Given The Age Of Terror That We Live In, Byman’s ‘A High Price’ Cannot Be Skipped

Given The Age Of Terror That We Live In, Byman’s ‘A High Price’ Cannot Be Skipped

by Jaideep A Prabhu - Sep 10, 2017 12:17 PM +05:30 IST
Given The Age Of Terror That We Live In, Byman’s ‘A High Price’ Cannot Be SkippedAn Israeli soldier stands on top of an armoured personnel carrier near the Israeli-Gaza border in 2014 near Sderot, Israel. (Andrew Burton/Getty Images)
  • In A High Price, Daniel Byman details the unending challenges, grinding successes and mixed impact of Israeli counter-terrorism operations on its security and the national psyche.

Daniel Byman. A High Price: The Triumphs and Failures of Israeli Counterterrorism. New York: Oxford University Press, 2011.

Think of Israeli counter-terrorism and you are likely to conjure an image that rivals any Hollywood blockbuster action film. The tiny Middle Eastern country is admired and looked up to by security professionals the world over, from India to the United States, for its grit, boldness and methodical approach to counter-terrorism. Israel's intelligence elite have maintained and even encouraged this myth for its psychological effect. The reality of this ‘David and Goliath’ story, however, is closer to A Bridge Too Far than Raid on Entebbe. In his extensive study, A High Price: The Triumphs and Failures of Counterterrorism, Daniel Byman details the unending challenges, grinding successes and mixed impact of Israeli counter-terrorism operations on its security and the national psyche.
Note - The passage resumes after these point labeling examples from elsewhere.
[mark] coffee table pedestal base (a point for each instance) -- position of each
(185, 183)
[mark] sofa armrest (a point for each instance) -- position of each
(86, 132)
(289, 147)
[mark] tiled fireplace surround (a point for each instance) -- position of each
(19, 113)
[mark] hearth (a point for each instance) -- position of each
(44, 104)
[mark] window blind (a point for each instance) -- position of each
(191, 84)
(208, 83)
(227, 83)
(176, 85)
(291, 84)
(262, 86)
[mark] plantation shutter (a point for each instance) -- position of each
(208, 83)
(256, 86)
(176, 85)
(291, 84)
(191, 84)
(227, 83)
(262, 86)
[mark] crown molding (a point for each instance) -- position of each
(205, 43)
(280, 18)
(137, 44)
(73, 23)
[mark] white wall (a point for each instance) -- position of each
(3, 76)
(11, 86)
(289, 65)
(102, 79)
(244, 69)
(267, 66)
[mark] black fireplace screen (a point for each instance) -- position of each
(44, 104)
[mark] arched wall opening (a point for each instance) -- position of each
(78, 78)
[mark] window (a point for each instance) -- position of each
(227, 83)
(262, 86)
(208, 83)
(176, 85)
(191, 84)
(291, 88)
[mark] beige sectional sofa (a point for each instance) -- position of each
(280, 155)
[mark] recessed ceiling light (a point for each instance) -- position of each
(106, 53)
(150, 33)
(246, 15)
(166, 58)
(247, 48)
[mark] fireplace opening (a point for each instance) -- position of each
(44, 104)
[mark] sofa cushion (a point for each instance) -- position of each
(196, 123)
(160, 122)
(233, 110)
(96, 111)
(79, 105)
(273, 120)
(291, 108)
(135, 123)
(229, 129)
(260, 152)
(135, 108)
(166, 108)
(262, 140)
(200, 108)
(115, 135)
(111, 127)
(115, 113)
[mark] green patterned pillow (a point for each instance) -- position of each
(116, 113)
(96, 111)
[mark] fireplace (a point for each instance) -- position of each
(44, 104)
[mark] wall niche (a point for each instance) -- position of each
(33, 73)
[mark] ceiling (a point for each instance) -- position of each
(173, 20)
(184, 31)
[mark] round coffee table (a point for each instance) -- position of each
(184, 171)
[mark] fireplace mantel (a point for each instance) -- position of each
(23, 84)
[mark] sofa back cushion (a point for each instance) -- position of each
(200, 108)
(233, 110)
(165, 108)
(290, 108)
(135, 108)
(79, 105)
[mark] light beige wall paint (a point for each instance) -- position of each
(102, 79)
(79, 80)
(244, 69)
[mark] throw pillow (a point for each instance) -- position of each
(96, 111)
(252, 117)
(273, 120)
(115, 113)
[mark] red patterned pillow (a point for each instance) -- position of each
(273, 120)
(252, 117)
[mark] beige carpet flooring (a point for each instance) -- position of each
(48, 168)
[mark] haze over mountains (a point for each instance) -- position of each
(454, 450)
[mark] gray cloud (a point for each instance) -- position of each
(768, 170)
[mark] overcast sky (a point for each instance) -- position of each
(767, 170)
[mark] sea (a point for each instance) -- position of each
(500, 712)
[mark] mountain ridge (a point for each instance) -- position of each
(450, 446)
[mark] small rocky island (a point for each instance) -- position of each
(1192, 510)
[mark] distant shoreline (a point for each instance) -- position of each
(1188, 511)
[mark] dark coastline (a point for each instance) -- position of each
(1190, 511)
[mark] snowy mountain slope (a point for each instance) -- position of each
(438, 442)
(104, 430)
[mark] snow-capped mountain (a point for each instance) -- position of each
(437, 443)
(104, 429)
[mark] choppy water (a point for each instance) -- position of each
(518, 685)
Georgetown University professor Byman takes Carl von Clausewitz's dictum that war is a continuation of politics by other means seriously, and looks at the political fallout of Israel's counter-terrorism strategies rather than a tactical or operational analysis. Israel's foes have also been varied over the years – some terrorist groups have been disciplined and methodical, others were rag-tag militia; some are state-backed, others independent. Some terrorist groups are militant branches of a larger social movement while others are smaller radical cells. The Jewish community has faced virtually every type of terrorist that has been imagined.

It is not surprising then that most counter-terror tactics have also been pioneered in Israel and implemented by other law enforcement forces around the world. Although some analysts scoff at Israel's record, claiming that its methods have not solved the terrorist plague even after decades of conflict and thousands dead, Byman's research indicates that the world has much to learn from even the imperfect solutions.
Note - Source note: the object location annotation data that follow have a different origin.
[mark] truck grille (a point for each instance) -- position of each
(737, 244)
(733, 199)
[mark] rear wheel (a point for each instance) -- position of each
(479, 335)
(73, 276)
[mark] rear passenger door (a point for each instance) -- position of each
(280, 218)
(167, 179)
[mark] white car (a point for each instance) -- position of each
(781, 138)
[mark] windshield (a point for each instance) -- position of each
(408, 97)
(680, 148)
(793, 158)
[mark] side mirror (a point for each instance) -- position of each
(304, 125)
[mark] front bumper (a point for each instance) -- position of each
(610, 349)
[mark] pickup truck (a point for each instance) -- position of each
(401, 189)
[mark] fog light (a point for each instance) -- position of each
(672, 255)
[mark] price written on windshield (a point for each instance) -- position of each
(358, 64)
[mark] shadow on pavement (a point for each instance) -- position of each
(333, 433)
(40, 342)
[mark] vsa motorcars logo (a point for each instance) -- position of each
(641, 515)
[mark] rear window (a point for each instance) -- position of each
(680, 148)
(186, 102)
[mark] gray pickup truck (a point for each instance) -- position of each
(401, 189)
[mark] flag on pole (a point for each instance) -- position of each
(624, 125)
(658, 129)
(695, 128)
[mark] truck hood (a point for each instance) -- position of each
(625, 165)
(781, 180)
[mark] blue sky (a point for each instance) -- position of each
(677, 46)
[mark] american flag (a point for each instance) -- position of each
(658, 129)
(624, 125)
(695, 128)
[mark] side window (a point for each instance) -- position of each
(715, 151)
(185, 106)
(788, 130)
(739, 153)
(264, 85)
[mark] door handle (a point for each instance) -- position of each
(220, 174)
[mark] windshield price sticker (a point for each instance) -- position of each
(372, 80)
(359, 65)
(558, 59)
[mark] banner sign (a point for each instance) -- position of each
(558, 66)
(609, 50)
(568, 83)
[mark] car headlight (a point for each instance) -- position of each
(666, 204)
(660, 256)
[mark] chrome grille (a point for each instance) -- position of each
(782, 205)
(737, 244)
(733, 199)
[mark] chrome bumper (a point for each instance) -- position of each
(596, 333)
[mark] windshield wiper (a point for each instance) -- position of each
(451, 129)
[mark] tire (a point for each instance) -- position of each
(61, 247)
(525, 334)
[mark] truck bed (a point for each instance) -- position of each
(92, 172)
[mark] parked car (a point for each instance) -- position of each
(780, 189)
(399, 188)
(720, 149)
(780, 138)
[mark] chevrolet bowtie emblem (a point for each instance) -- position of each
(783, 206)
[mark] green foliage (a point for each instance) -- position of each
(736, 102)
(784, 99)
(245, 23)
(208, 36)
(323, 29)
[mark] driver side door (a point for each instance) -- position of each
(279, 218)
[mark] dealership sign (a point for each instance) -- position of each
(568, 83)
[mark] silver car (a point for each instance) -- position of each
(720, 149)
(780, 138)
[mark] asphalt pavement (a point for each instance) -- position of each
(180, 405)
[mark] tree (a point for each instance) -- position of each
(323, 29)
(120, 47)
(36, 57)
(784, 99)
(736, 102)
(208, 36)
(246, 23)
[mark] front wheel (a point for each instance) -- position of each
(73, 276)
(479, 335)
A High Price starts in the pre-independence era, when the Yishuv were threatened by Arab terrorism in the aftermath of the Balfour Declaration. Byman argues that Israeli counter-terrorism strategy is broadly based on the experience of British administration in Mandatory Palestine. The legacy of one pro-Zionist officer in particular, Charles Orde Wingate, is visible in Israeli security doctrine to this day.

Israeli strategy has essentially three components. One is deterrence – the belief that Israel's enemies would cease and desist from hostile operations against it out of fear of retribution. Another component is offensive operations – Israel's small size means that it cannot risk fighting wars on its soil. Furthermore, fighting on Israeli soil would mean damage to infrastructure and civilian casualties. Therefore, the conflict must be taken to the enemy. The third feature of Israeli security thinking is pre-emption and speed – like Napoleon Bonaparte preferred, strike first, strike fast, and maintain the element of surprise; keep the enemy off balance until he capitulates.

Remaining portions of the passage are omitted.